Leonardo García Tsao
Golpes bajos

Su inicio mediante la filmación de comerciales y videoclips definió la carrera del director hollywoodense David Fincher. Sus largometrajes -cuatro a la fecha- se distinguen por una impecable factura que nos quiere vender tramposamente alguna idea. El club de la pelea es la expresión más acabada de esa habilidad formal puesta al servicio de conceptos dudosos.

Basada en una novela de Chuck Palahniukm un mecánico vuelto escritor, la película es narrada por un anónimo protagonista (Edward Norton, en otra actuación virtuosa), cuya sensación de vacío existencial lo lleva a un consumismo desenfrenado -ha llenado su departamento con chatarra de moda, adquirida por catálogo- y a buscar una emoción aunque sea artificial -atender sesiones de terapia de grupo para personas con verdaderos problemas. El encuentro casual con un tal Tyler Durden (Brad Pitt), fabricante y vendedor de jabones, cambiará su vida. Tyler es un provocador que, en sus ratos libres, procura sacar a sus congéneres de su pasividad a través de actos subversivos. Uno de ellos es organizar el club epónimo, donde los participantes masculinos tendrán la oportunidad de sentirse libres madreando sin piedad a sus oponentes.

En su imprevisible desarrollo, El club de la pelea se reserva otro par de giros narrativos, con los cuales Fincher y su guionista Jim Uhls contradicen la ironía postura inicial. Así, la revelación sobre la verdadera identidad de Tyler no es tanto un elemento para repensar la película (como sucede al final de El sexto sentido, digamos), sino otro gimmick de un relato que se quiere pasar de listo. (Un ejemplo más: Fincher ha introducido imágenes subliminales a su película, incluyendo la de un falo al final, como para sugerir que el propio Tyler se ha metido a la caseta de proyección. Ja, ja).

El cineasta juega la carta de la transgresión para apelar a un público básicamente masculino y joven. Muchos espectadores se identificarán, suponemos, con ese malestar de una generación, la llamada X, que está por entrar a su tercera década en un estado de entumecimiento emocional. Bajo una perspectiva digna de un adolescente machista, la cinta coquetea superficialmente con Nietzche para proponer que la salida a ese sentimiento de castración espiritual se dará por vía del dolor, la violencia y la (auto)destrucción. Para ello, Fincher ejerce su gusto por un estilo visual chamagoso -todo parece haber sido filtrado por cochambre-, y se regodea en los constantes acciones de indudable corte sadomasoquista. En efecto, estamos ante otro caso de nihilismo chic, tan prefabricado como esos baluartes clasemedieros que pretende atacar.

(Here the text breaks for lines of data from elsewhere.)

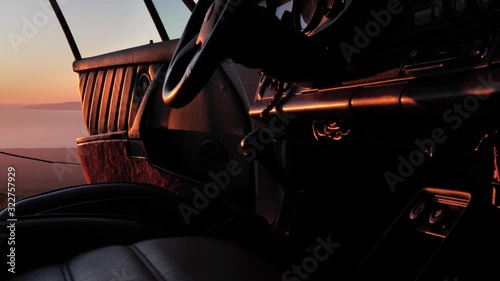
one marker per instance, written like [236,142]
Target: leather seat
[130,232]
[172,259]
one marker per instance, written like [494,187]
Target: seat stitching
[66,273]
[147,263]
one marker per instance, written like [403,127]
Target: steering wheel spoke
[197,54]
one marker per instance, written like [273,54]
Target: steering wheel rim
[197,53]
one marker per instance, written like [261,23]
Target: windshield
[40,104]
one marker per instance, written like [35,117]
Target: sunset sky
[35,59]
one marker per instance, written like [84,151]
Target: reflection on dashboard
[307,12]
[282,6]
[308,15]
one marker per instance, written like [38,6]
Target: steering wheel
[198,52]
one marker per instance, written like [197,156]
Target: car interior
[282,140]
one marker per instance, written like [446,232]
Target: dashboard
[309,16]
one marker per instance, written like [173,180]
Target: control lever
[264,154]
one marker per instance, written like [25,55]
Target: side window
[174,15]
[101,27]
[40,111]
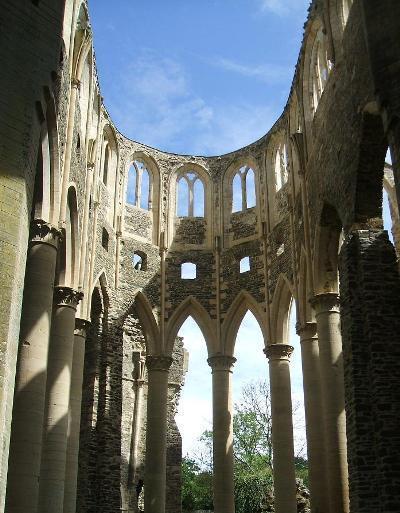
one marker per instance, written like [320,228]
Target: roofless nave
[93,296]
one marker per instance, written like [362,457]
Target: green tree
[252,448]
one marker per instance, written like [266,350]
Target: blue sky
[196,77]
[202,77]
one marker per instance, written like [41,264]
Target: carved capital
[306,331]
[76,83]
[278,352]
[158,362]
[327,302]
[221,362]
[43,232]
[65,296]
[81,327]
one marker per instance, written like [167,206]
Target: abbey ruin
[95,254]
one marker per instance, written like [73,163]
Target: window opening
[190,197]
[106,163]
[139,261]
[138,192]
[281,167]
[320,68]
[188,271]
[244,265]
[243,189]
[105,239]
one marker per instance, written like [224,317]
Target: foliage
[252,433]
[196,487]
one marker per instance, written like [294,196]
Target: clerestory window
[320,68]
[190,196]
[281,166]
[139,190]
[243,189]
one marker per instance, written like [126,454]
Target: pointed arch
[243,303]
[327,243]
[281,302]
[305,310]
[149,324]
[190,307]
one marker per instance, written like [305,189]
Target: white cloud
[162,110]
[268,73]
[282,7]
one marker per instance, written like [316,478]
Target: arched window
[106,164]
[190,197]
[244,265]
[139,261]
[243,189]
[320,68]
[346,6]
[188,271]
[105,238]
[281,166]
[138,191]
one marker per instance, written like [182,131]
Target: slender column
[75,401]
[331,365]
[282,428]
[224,498]
[313,413]
[156,436]
[30,382]
[52,473]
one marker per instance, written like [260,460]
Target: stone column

Sin embargo, lo más objetable de El club de la pelea no es su truculenta agresividad, ni su intensa misoginia -una constante de Fincher, por cierto-, sino que, hablando de castración, ni siquiera tenga los cojones de sostener su pose provocadora hasta las últimas consecuencias. En el último acto, Fincher hace que su protagonista se arrepienta de sus pecados, como para desarmar las justificadas acusaciones de una tesis fascista. A fin de cuentas, la película que ha basado su discurso en atacar a la complacencia, se ha vuelto bastante complaciente.

El club de la pelea (Fight Club, EU, 1999), de David Fincher, con guión de Jim Uhls, basado en la novela homónima de Chuck Palahniuk. Fotografía: Jeff Croneweth. Música: The Dust Brothers. Edición: James Haygood. Intérpretes: Edward Norton, Brad Pitt, Helena Bonham-Carter, Meat Loaf Aday, Jared Leto. Producción: Linson Fils, New Regency Productions.